Podcast Summary
Podcast: Scrum Master Toolbox Podcast
Episode: When AI Decisions Go Wrong at Scale—And How to Prevent It With Ran Aroussi
Host: Vasco Duarte
Guest: Ran Aroussi
Date: February 16, 2026
Episode Overview
This special bonus episode explores a crucial and timely topic: how to ensure transparency, observability, and governance in AI systems—especially as these systems become more autonomous and the scale (and risks) of wrong decisions grows. Guest Ran Aroussi, founder of Muxi and author of Production Grade Agentic AI, shares hard-won lessons and actionable advice for keeping AI aligned with human goals in real-world production contexts.
Key Discussion Points & Insights
1. Ran Aroussi’s Origin Story and Perspectives on AI at Scale
- Ran’s Background: Spanning 35+ years, from programming as a teenager to building tools for finance and edtech, and now focusing on production-ready AI agents.
- “I started when I was 13... all through the EdTech space...writing algorithms for online media exchanges... I've created why Finance, which is the library to download stock information.” (03:37)
- Why AI is a Different Challenge: The leap from cool AI demos to real, large-scale production deployment is massive.
- “I've watched well-designed agents make perfectly reasonable decisions... but in a context where the decision was catastrophically wrong, and there was really no way of knowing what had happened until the damage was already there.” (07:30)
2. The Heart of the Problem: Non-Determinism and Unpredictability
- AI’s Non-deterministic Nature: An AI doesn’t behave like traditional, deterministic software—even repeated inputs can yield subtly different outputs.
- “With AI... your software expected a specific output format, then it’s not working anymore.” (11:37)
- User Input Complexity: Real users introduce infinite variability and edge cases that can’t be anticipated in testing.
- “When you deploy a system in production, you have users with... unimaginary different use cases and different problems...the AI suddenly start bringing in completely different answers and behaves a lot differently.” (10:03)
- Testing Limits: The language-driven ‘input space’ is essentially infinite, making exhaustive pre-release testing impossible.
- “The input space for AI systems is practically infinite because it's language, you can never test it.” (12:38)
3. Layers of Safety: Observability, Guardrails, and Logging
Guardrails are Essential but Not Enough
- Guardrails are Only One Layer:
- “Guardrails... It has to be a multi layered system that protects output.” (13:18)
- “First off, you need to... lock the version of the model that you're working with... and then you also need to put in the guardrails.” (13:20)
- Deterministic Filters and Firewalls: Use additional checks that automatically block inappropriate or dangerous outputs.
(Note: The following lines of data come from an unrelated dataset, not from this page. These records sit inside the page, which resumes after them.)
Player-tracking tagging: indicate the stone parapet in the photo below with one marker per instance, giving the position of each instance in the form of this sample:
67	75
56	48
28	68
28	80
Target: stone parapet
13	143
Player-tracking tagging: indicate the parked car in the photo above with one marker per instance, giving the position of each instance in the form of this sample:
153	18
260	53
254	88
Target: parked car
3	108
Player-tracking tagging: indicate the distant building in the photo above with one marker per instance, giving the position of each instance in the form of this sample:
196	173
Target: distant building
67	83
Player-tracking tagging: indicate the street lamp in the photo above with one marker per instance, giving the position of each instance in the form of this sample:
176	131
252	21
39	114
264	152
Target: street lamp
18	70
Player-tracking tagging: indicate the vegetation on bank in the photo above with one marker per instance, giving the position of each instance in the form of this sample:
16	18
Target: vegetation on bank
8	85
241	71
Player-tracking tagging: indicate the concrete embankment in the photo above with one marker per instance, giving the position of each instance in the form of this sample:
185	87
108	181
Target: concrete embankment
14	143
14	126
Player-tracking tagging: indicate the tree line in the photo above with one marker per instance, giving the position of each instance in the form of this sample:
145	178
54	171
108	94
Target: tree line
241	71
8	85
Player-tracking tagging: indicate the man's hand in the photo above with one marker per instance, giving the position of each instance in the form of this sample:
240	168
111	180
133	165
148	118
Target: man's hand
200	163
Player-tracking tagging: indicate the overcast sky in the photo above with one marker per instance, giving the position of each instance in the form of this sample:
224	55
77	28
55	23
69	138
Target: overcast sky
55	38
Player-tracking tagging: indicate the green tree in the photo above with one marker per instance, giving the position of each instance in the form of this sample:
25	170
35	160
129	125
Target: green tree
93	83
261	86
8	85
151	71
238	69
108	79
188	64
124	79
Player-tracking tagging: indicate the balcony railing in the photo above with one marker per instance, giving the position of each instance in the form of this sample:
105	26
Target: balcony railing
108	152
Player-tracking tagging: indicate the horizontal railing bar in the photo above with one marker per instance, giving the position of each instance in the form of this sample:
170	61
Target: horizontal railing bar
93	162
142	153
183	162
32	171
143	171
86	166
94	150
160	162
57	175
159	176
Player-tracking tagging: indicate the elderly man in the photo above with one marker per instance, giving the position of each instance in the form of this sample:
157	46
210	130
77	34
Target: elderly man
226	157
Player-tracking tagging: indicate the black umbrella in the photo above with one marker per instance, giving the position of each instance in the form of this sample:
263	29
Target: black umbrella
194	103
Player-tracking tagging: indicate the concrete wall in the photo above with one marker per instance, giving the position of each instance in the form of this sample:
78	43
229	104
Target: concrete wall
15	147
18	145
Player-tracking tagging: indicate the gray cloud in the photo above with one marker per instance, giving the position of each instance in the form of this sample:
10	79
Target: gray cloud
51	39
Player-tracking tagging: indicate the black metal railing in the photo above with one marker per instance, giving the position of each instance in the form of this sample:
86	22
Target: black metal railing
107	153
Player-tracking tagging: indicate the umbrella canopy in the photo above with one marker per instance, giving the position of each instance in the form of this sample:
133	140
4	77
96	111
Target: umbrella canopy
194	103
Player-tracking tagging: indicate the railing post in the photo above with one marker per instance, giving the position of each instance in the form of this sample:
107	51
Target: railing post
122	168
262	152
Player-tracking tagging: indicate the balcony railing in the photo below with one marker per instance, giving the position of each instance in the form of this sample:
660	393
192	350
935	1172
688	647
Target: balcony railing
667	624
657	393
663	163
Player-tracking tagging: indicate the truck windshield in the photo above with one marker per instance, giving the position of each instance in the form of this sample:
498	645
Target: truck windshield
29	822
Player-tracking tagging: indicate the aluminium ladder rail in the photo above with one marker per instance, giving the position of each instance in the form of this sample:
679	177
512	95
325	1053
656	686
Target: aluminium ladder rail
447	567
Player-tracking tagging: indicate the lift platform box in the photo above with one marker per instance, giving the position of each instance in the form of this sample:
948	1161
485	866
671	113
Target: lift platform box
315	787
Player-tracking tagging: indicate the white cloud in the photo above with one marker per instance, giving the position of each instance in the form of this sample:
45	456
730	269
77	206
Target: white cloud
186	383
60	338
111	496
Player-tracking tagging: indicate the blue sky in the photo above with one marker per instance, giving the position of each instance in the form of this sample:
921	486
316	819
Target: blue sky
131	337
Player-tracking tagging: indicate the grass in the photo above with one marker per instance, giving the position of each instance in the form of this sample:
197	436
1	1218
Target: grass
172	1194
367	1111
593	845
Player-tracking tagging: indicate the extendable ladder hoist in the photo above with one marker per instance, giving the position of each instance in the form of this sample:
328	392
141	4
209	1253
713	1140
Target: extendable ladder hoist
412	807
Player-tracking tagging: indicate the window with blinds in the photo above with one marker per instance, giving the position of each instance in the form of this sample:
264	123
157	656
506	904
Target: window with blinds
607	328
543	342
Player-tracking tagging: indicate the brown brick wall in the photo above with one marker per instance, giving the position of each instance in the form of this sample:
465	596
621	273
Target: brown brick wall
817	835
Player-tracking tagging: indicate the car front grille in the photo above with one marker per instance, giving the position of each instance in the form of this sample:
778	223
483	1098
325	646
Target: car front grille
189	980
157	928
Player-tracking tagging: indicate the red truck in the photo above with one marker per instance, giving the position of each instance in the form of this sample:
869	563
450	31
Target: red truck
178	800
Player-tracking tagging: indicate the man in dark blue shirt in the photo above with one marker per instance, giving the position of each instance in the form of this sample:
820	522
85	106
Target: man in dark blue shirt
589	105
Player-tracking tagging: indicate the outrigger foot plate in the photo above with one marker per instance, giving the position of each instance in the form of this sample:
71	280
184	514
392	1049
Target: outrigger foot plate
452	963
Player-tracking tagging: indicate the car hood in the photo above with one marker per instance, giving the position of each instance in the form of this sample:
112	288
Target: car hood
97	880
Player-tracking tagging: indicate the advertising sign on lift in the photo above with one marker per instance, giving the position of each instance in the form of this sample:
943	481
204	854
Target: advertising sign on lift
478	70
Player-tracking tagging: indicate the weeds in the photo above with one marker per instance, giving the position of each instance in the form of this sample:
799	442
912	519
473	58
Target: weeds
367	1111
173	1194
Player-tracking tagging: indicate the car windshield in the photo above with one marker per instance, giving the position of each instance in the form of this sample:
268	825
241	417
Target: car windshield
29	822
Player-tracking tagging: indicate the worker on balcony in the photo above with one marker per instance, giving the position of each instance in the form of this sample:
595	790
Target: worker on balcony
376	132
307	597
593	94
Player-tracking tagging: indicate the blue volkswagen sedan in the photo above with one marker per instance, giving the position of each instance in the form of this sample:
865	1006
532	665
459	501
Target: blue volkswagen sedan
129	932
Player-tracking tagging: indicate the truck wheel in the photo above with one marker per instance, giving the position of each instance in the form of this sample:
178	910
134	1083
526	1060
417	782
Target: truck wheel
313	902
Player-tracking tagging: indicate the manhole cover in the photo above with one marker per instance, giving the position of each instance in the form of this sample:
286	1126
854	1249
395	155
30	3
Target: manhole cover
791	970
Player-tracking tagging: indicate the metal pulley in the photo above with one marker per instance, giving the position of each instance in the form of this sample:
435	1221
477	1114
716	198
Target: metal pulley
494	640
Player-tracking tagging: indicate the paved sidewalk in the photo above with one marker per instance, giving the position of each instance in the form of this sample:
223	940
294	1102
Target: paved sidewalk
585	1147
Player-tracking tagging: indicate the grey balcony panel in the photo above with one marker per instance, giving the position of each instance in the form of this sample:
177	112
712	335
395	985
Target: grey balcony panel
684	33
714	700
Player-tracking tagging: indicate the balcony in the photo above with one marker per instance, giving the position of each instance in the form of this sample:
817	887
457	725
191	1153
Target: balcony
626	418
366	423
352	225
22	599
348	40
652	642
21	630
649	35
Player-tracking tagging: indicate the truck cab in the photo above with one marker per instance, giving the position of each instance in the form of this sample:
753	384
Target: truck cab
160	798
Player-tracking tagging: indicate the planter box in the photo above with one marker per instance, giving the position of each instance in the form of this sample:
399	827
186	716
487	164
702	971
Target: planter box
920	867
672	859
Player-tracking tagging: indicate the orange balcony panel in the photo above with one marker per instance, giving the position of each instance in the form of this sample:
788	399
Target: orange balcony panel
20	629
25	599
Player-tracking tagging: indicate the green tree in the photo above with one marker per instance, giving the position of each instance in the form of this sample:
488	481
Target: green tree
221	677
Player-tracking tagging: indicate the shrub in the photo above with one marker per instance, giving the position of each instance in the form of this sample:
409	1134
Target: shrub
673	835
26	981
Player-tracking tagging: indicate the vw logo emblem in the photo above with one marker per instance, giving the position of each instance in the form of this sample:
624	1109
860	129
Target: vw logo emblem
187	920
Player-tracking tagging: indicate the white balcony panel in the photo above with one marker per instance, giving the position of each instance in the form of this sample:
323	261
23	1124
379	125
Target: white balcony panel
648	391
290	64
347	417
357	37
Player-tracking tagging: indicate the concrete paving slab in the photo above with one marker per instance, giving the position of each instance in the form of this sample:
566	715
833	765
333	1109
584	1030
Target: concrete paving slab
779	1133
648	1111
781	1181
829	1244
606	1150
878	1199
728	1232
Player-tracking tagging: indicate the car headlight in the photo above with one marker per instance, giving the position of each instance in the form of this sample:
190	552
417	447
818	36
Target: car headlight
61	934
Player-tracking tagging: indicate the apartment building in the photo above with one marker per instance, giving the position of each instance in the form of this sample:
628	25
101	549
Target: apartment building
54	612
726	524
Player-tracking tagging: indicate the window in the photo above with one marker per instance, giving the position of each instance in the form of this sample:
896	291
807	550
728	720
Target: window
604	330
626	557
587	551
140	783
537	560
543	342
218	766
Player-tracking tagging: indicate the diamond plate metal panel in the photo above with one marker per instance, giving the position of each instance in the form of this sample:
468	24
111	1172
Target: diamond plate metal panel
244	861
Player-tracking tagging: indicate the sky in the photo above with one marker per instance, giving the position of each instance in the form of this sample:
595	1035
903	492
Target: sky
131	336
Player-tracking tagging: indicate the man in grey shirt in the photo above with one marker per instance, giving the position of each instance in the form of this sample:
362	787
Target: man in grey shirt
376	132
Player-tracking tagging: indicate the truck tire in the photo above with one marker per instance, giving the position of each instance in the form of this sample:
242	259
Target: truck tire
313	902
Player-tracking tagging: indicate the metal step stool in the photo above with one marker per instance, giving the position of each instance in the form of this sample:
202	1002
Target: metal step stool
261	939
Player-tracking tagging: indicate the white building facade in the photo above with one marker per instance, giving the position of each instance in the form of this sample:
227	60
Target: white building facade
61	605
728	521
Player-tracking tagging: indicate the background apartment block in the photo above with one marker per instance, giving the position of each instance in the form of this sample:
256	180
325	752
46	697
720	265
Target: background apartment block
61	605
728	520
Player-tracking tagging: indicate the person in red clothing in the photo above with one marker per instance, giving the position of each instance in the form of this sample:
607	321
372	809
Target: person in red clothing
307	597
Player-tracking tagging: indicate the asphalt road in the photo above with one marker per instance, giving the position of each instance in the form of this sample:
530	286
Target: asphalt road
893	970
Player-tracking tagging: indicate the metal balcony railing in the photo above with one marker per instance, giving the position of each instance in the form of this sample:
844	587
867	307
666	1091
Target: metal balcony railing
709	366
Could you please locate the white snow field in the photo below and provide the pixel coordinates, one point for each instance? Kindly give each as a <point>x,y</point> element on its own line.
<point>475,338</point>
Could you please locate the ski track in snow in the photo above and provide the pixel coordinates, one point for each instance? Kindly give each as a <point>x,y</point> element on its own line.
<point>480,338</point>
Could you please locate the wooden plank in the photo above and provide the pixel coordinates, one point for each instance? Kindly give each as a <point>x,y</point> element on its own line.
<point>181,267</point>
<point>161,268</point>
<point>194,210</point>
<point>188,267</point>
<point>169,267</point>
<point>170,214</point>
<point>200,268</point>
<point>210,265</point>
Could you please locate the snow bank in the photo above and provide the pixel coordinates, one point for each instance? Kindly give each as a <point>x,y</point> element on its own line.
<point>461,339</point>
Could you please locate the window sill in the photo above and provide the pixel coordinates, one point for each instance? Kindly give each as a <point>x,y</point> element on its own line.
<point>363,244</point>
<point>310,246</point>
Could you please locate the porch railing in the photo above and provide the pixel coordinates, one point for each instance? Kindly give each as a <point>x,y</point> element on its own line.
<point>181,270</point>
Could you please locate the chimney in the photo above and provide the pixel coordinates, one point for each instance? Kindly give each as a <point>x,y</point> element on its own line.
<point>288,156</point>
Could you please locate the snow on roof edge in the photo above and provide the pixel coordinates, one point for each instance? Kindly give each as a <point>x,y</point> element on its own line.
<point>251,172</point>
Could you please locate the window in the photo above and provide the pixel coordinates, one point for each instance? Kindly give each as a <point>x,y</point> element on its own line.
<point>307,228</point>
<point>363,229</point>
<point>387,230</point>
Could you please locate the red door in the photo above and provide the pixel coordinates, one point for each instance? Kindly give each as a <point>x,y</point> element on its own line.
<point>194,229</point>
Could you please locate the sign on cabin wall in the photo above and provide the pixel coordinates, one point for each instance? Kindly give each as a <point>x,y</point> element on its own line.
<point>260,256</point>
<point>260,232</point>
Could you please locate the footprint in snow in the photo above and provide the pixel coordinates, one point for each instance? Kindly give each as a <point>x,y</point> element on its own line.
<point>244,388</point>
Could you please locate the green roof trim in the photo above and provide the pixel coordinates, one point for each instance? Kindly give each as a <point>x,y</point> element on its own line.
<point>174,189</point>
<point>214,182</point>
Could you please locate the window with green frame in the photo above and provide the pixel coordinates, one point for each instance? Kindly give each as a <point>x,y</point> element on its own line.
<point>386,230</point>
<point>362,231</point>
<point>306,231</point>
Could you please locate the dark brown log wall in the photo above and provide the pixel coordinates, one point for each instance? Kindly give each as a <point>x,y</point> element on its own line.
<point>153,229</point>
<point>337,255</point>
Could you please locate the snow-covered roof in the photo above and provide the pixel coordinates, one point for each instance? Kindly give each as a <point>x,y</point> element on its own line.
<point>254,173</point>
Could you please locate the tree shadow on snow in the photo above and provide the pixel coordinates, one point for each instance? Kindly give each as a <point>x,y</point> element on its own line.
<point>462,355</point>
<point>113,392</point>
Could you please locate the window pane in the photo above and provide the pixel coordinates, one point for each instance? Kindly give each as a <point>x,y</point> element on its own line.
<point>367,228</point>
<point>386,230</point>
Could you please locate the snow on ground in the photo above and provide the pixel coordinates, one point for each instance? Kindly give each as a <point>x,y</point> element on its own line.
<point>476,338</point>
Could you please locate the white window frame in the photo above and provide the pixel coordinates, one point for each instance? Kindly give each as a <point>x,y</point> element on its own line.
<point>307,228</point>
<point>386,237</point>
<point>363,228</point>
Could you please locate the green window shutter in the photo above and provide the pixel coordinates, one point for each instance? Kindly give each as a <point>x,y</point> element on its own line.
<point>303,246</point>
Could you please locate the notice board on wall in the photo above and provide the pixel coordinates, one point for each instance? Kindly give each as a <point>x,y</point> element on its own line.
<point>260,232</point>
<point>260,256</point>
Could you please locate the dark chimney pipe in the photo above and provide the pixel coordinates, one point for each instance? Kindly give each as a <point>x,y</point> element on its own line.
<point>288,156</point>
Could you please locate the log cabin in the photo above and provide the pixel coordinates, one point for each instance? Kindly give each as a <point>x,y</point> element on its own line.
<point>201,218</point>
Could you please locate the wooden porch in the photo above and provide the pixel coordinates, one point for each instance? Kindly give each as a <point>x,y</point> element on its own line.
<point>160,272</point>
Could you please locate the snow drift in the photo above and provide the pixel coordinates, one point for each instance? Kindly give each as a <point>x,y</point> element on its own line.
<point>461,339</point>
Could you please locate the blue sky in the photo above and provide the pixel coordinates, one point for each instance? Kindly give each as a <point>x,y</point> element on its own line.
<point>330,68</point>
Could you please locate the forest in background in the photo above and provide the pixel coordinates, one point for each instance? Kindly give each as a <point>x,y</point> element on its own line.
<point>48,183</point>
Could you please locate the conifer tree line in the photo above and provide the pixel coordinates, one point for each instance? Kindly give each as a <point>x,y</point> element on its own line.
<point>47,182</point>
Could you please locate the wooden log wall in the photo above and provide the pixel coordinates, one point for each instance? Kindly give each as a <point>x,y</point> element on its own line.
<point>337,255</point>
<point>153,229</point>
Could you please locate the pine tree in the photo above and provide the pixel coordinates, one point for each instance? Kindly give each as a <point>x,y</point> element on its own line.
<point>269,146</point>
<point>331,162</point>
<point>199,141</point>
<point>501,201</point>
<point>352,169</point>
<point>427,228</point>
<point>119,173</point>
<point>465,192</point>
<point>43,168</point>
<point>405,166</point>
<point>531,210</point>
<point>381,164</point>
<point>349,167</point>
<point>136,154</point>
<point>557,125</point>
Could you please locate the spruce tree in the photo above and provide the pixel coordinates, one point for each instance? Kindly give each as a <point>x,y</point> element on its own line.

- “The simplest example is like those profanity filters that we used to have on, on forms... to block personal, identify information from coming back to the user.” (15:32)
- Observability & Logging: Deep observability is needed—capture what was decided, by what workflow, with what tools, so that patterns, failures, and risks can be analyzed and audited.
- “Finally the most important thing is that you have detailed logs on what had happened... Not to mention if...your agents are using A2A and communicate with completely external agents as well, that's a lot of things that you at least should be able to trace back.” (15:58)
Example of Multi-layered Defense
- Lock to specific, tested AI model versions
- Use AI to generate massive test cases
- Implement traditional deterministic “firewalls” for data sanitization
- Build robust, structured logging and analytics for real-time and post-mortem evaluation
4. The Reality of Observability in Agentic AI (18:17–25:03)
- Classic Observability Tools Only Go So Far: Traditional monitoring/logging is inadequate for the complex, branching workflows and agent-to-agent interactions of modern AI.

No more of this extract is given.